Principles of Neural Stem Cell Lineage Progression in Cerebral Cortex Development

How to build a brain of correct size is an outstanding and fundamental question in Neuroscience. The cerebral cortex is responsible for higher cognitive functions and consists of an extraordinary number and great diversity of neurons. Yet, how the cortical entity, with all its functional neuronal circuits, arises from the neural stem cells (NSCs) during development is a major unsolved question. In a pursuit to obtain definitive insights into this question we assessed NSC lineage progression at unprecedented single cell resolution, using the unique genetic MADM (Mosaic Analysis with Double Markers) technology. MADM offers an unparalleled approach to visualize and concomitantly manipulate sparse clones and small subsets of genetically defined neurons. Within the scope of this project we used multidisciplinary experimental approaches to pursue a research program with the following major objectives: We 1) Functionally dissected the intrinsic genetic requirements and effects from the environment in NSC lineage progression; 2) Defined the principles of lineage progression in human NSCs in situ using MADM technology in cerebral organoid system; 3) Deciphered the logic and mechanisms of glia lineage progression in the neocortex. Altogether we achieved our ultimate goal, to establish a definitive quantitative framework and mechanistic model of lineage progression in cortical NSCs. In a broader context, our results also translate into a deeper understanding of brain function and why human brain development is so sensitive to disruption of particular signaling pathways in pathological neurodevelopmental and psychiatric disorders.

In this project we have established and validated a number of genetic MADM tools, and resources that were essential for the entire project. These MADM resources have been made available to the global mouse genetics community as a direct output of the project. During the entire project we have also been engaged in many outreach activities and promoted open science initiatives such as the SCOPES project (Sparking Curiosity Through Open-Source Platforms in Education and Science). These resources shall contribute to the education of the next generation of STEM students already in primary school. We published technical protocols to ease the use of the MADM technology. We have successfully established RNA sequencing protocols to analyze transcriptomes at single cell level in MADM paradigm. Further, we established cell culture protocols and successfully used MADM paradigm in the context of cerebral organoids for the study of NSC lineage progression in self-organizing systems. These efforts also provide now a basis for future follow-up studies in human context. We have also established novel quantitative MADM-based experimental paradigms at single RGP resolution to define the cell-autonomous functions of candidate genes and signaling pathways controlling RGP-mediated cortical neuron and glia genesis. A key aspect of the project was the functional analysis of candidate genes to define their role in NSC lineage progression. Along this line we have found many novel functions for a list of critical candidate genes, that also included epigenetic regulators, in NSC lineage progression. In collaboration we also investigated lineage progression of adult stem cells, established mathematical models by using MADM data sets and probed the principles generating neuronal diversity in distinct stem cell niches. Based on these foundations and the obtained key results during the project we basically fulfilled the ultimate goal of the entire project to establish a definitive quantitative framework and mechanistic model of neural stem cell lineage progression during cortical development.

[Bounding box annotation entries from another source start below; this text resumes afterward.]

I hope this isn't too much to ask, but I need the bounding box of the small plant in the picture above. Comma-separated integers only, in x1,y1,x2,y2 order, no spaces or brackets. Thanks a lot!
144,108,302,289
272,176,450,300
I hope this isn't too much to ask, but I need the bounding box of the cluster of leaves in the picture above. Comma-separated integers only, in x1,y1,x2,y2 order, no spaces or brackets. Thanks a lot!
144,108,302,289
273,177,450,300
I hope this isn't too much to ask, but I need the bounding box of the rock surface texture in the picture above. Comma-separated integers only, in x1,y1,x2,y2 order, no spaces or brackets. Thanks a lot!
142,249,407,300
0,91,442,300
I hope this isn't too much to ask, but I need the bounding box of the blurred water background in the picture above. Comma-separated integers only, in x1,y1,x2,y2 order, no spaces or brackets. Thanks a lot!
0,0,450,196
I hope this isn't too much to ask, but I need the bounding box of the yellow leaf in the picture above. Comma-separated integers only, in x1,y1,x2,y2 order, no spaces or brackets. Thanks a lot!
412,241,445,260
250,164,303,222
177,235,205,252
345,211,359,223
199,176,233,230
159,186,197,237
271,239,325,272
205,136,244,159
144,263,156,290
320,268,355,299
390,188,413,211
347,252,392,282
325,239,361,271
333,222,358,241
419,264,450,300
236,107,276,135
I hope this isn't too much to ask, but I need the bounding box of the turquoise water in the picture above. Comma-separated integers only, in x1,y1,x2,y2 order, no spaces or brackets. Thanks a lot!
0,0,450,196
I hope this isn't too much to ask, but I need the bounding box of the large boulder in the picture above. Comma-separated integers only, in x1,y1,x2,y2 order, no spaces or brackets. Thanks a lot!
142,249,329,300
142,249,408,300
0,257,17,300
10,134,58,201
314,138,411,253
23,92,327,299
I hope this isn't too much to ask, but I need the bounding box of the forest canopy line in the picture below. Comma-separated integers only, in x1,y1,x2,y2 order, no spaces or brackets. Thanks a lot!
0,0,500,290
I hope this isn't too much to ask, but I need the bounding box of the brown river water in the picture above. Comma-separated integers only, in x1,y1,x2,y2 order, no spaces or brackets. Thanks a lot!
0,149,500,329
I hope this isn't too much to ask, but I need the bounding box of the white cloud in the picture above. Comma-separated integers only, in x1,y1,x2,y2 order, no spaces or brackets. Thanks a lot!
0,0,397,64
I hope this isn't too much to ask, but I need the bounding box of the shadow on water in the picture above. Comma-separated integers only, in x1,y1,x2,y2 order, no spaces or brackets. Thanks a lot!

The most innovative aspect of this proposal lied in its interdisciplinary approach to address a fundamental question in neuroscience: What are the cellular and molecular mechanisms in cortical stem cell progenitors regulating the balance between proliferation and differentiation into neurons and/or glia cells, to specify the cerebral cortex of the correct size and cellular composition? While previous efforts greatly contributed to our current framework of neocortical genesis, experimental paradigms were mostly based upon whole population approaches (e.g. full and/or conditional knockout studies). However, the lack of true single cell resolution of progeny fate vital for dissecting progenitor division patterns has previously precluded a definitive understanding. MADM offered an unparalleled solution and permitted quantitative clonal analysis, concurrent with genetic manipulation, of precise division patterns and lineage progression at unprecedented individual progenitor cell resolution. The completed research along the LinPro project led to significant new insights, and provided an inaugural but definitive quantitative mechanistic understanding of neural stem cell lineage progression and cortical development at single cell resolution. Our findings are currently being translated to other brain regions and new research projects will determine the generality of our findings. In a broader context, our findings along LinPro also provide deeper understanding of brain function and why human brain development is so sensitive to disruption of particular signaling pathways in pathological neurodevelopmental disorders. Our obtained results also contributed to our knowledge of cortical neuron and/or glia specification and thus provide a basic foundation for prospective embryonic stem cell-based approaches in the context of directed brain repair.